We think not. Steve's Honda 300 passed the "tree test" before and after installing the kit, and the results were basically identical.

"What kind of engine mods could possibly work to get more low end power? I'm not to familiar with this stuff so say it in as understandably terms as possible."

Basically, more cubic inches and/or more compression.

1. Low cost - low gain: You can replace the cylinder base gasket with a zero-thickness sealant to raise the compression, but the gain is small for the amount of work required.

2. Moderate Cost - Low Gain: You can replace the piston with a high-compression piston to get even more compression, but here again, the again is small for the cost and amount of work required.
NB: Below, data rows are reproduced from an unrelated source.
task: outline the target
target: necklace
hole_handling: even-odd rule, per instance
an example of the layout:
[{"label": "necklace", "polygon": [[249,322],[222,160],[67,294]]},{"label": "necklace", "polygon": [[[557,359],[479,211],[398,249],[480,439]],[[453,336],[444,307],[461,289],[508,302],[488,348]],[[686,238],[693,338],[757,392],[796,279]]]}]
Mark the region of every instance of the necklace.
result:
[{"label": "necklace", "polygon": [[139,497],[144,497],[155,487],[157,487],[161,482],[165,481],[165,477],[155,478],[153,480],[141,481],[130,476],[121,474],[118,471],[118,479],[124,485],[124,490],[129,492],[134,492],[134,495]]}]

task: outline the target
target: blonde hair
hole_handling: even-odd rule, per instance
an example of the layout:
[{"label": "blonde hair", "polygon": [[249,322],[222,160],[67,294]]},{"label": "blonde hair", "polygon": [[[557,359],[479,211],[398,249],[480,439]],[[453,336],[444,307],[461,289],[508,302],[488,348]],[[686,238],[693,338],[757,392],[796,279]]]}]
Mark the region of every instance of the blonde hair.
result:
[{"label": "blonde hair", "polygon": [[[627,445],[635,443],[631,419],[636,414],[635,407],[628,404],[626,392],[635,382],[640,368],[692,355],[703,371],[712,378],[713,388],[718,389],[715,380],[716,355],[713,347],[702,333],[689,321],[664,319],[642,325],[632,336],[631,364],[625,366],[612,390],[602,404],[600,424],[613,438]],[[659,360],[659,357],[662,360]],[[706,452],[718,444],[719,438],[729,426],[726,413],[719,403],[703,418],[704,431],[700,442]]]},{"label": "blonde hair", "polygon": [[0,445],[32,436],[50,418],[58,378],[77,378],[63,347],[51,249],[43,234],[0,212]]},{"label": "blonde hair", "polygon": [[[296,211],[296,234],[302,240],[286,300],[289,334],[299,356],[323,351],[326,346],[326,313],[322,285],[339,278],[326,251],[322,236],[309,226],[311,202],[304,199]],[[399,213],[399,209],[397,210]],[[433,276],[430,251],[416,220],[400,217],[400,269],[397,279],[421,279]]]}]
3. High Cost - High Gain: You an install a Big Bore Kit to enlarge the engine and raise the compression at the same time. Because of their outstanding reputation for quality and service (they've been in business for over 30 years), I chose the Powroll 313cc kit, but others are available. Total cost for the kit and the required machine shop work will be close to $400, and you still have to provide the labor for top-end (head, cylinder, and piston) disassembly and reassemble, but the results speak for themselves. With the stock carb and stock exhaust pipe, my 300 (now 313) feels like a typical 400cc machine. It will accelerate side by side with a stock Honda 450, up to about 35 mph.